See, I’d say the Pirates are by far the worst. Because unlike any other “small market” or “low revenue” franchise, they don’t need to be. They choose to put a crappy product on the field every year and trade away anyone with a chance of being remotely expensive in the future.

Pittsburgh is one of the most passionate sports towns in the country. They flock to the Steelers and Penguins year after year. The only reasons there isn’t a sell out in Pittsburgh every single game is because the team is consistently rubbish and any time a player starts to get good, they trade him.

Following the Pirates is like following a college basketball team, you no that no matter how much you love a player, they’ll be gone in 4 years. And the better he is, the quicker he’ll leave town.

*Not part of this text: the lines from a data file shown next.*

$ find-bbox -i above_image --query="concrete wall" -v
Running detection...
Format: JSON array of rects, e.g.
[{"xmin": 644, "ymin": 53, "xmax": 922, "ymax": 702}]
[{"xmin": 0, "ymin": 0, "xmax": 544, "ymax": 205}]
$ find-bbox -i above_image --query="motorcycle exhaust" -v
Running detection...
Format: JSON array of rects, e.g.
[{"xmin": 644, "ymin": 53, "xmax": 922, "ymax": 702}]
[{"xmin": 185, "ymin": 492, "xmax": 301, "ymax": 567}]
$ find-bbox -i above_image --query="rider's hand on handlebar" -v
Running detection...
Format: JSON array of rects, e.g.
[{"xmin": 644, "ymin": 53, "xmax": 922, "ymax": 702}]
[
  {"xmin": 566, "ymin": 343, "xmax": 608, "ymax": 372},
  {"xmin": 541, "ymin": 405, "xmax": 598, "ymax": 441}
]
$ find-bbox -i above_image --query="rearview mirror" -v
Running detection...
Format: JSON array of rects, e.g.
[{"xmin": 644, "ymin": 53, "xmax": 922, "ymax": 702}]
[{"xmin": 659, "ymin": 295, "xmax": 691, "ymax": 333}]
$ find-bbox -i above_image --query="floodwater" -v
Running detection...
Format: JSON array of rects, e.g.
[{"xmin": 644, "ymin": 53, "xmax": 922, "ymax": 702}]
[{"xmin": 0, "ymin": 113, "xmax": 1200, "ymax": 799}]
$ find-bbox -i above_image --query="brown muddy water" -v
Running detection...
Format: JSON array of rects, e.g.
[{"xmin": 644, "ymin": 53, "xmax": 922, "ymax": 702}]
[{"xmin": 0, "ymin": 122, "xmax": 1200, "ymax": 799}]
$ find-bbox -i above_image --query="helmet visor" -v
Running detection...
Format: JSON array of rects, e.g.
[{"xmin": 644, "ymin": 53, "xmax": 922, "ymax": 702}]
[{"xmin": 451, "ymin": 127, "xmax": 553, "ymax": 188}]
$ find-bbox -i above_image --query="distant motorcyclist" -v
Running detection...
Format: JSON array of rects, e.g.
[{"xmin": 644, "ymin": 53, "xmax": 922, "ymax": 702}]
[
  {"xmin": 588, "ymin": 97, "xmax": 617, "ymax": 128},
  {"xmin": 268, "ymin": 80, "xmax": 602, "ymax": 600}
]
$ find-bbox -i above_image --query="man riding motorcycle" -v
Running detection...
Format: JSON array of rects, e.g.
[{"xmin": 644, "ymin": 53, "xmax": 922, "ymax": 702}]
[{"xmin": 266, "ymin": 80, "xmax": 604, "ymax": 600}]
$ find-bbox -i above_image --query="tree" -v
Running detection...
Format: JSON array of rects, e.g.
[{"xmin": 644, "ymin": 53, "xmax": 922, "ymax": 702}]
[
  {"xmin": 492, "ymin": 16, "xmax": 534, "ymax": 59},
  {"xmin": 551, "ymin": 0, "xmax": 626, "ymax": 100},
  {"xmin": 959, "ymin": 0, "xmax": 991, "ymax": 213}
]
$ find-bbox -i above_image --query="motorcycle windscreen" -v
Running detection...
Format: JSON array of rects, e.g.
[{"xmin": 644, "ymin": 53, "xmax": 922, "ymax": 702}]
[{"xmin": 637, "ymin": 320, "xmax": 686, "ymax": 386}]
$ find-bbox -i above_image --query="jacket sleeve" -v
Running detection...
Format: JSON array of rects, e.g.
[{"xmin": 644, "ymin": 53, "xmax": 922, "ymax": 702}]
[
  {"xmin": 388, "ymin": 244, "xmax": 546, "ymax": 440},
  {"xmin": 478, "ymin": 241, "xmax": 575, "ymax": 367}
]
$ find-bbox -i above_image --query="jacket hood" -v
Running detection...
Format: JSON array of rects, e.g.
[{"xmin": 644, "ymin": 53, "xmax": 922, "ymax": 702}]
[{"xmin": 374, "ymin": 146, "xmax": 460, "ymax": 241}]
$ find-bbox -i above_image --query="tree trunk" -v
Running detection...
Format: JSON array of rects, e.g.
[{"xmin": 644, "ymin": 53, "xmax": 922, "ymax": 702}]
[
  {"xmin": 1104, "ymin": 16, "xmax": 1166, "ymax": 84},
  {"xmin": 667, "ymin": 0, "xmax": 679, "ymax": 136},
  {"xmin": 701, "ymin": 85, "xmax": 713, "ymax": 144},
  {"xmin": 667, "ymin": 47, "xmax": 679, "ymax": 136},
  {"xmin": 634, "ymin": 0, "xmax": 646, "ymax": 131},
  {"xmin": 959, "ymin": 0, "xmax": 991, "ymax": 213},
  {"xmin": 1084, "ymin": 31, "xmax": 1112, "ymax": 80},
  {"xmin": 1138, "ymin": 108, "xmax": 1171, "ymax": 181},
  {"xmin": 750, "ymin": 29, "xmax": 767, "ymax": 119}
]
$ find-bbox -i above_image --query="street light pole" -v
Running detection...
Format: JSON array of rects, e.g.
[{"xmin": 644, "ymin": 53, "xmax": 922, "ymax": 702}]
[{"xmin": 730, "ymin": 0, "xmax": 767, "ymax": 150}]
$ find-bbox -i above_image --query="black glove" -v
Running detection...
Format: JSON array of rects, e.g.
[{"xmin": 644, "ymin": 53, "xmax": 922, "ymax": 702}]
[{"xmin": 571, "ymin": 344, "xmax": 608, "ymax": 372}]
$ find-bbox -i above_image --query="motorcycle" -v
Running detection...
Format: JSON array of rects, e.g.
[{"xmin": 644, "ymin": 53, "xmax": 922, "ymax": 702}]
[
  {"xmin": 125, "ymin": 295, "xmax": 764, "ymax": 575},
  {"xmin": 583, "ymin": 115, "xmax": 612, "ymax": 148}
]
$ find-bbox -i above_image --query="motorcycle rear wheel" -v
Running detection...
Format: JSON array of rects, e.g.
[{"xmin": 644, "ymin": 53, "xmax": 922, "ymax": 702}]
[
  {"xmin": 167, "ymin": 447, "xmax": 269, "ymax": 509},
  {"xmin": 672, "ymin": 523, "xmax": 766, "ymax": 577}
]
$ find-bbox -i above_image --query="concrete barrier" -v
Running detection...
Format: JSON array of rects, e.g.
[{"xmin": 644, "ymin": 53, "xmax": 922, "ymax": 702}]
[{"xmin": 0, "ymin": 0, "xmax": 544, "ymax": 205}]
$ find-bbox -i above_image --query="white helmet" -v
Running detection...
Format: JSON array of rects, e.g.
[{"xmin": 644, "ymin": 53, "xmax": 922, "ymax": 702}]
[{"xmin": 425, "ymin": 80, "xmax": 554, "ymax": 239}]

It’s shameful.

Immediately doubling their payroll (assuming they sign valuable chips and not just waste $4 MM on guys like Craig Montroe) would still result in a profitable franchise because fans would actually start caring about the team again.

Raf
14 years ago
Reply to  Jeff Akston

They weren’t selling out when they were winning NL East titles either… As a matter of fact, I remember seeing plenty of empty seats during game 7 of the 91 NLCS.

Mark
14 years ago
Reply to  Jeff Akston

First off, it’s Craig Monroe, and he was signed to a minor league deal and is not going to make anything remotely close to $4 million dollars. And doubling payroll at this point (at the expense of the draft and latin america) would result in a continuation of their former policy.

That was exactly what the old regime did. They overpaid veterans (Joe Randa, Jeremy Burnitz, Jose Mesa, Pat Meares) at the expense of talent development.

The current front office is finally putting investment in the draft and building a facility in the Dominican. The Pirates still have a long way to go, but they are on the right track and this kind of thinking will only hold them back.